Venezuela is another nation with a fragile energy system. The problems meeting energy demand are so grave that the authorities have announced power restrictions in an effort to stabilize the energy system, reports the Agence France Presse.
According to the new measures adopted by the government, the big energy consumers, which include shopping centres, industries and private companies, will have to reduce their consumption by 10 per cent each month. Likewise, those households that manage to reduce their consumption will receive significant discounts on their energy bills, the government said.
The Venezuelan electricity system requires an investment of about US$20.000 million in the next four years to save it from collapse, experts have calculated. According to the authorities, current power generation projects would help the country overcome its current energy crisis, but between 50-70 per cent of these projects are now delayed, which will make it hard for them to start operating in time.

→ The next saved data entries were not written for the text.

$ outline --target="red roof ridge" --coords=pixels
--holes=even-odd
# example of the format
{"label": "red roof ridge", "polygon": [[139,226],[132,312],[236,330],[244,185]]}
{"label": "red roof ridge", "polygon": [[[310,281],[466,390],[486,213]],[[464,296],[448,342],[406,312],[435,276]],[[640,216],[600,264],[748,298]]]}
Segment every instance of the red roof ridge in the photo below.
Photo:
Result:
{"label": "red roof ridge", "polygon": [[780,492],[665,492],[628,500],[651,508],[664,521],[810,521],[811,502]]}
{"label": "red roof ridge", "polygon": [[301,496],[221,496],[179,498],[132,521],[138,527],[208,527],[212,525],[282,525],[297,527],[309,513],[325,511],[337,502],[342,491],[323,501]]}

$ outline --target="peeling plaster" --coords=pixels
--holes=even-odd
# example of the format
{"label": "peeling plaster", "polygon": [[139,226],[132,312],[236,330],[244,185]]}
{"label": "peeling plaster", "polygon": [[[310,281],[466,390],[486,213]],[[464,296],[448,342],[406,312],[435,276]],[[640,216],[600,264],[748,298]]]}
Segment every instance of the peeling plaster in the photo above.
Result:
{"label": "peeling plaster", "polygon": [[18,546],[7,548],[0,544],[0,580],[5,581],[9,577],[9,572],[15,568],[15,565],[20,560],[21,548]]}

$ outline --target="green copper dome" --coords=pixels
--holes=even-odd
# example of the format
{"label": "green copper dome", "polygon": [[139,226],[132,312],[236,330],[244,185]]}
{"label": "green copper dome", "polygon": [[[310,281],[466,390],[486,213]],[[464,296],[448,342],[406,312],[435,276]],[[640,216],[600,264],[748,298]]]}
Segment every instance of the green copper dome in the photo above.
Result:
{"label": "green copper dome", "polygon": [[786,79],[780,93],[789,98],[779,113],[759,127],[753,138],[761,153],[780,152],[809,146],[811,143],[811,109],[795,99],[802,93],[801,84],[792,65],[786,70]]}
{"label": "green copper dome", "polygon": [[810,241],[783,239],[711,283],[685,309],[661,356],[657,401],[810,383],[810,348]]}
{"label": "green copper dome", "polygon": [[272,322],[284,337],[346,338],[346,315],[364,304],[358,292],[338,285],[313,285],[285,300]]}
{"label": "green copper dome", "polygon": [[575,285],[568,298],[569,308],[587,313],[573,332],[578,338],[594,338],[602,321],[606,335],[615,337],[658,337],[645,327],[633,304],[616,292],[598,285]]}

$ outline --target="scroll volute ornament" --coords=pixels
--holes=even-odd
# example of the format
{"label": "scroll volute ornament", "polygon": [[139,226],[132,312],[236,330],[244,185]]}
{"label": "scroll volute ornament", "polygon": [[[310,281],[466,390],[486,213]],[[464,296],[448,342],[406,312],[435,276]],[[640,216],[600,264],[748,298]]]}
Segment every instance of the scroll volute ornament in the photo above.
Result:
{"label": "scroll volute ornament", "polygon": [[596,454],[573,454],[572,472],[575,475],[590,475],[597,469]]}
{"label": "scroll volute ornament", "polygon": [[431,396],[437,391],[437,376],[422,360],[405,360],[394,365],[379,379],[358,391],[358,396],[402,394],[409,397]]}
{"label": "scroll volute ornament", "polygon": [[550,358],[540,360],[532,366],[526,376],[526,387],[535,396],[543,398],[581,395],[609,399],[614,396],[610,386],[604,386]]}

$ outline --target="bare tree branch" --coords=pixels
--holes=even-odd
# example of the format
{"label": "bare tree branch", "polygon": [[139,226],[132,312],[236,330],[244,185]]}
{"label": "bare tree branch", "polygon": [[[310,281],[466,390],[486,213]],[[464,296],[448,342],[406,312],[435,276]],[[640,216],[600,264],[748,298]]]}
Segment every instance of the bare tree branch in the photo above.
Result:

Chile, in contrast, does not have an energy system near to collapse like Venezuela but it has experienced robust economic growth, which in return has increased energy consumption. To satisfy this greater demand, the country will need to triple its current generation capacity over the next 15 years.
In Costa Rica, the government is launching a contingency plan aimed at avoiding a loss of energy supply starting from 2014, La Nacion said. The plan explores the feasibility of increasing energy generation by about 400 MW in the next six years.
The country is also contemplating asking energy users to contribute a small amount towards the maintenance of the national energy system. Costa Rica is also exploring the feasibility of relying more heavily on renewable sources of energy. However, there is a delay of about two years in the implementation of projects, which could risk having shortages by 2018, the report added.
Argentina is also suffering a crisis of its own triggered in part by an overheated economy. Demand for energy has grown so fast recently that even oil supplies are running low, according to press reports.
Since 2005, Argentina has purchased in the region of 4.5 million air conditioning systems, while 2011 will see record sales of new cars, according to figures gathered by El Pais newspaper.
Previous studies and surveys in the region have highlighted Latin American’s awareness of a potential energy crisis. Many leaders have called for collective solutions to the issue. However, there have been inconsistencies when it comes to actually tackling the problem because many nations are unwilling to offer concessions when sharing their energy resources.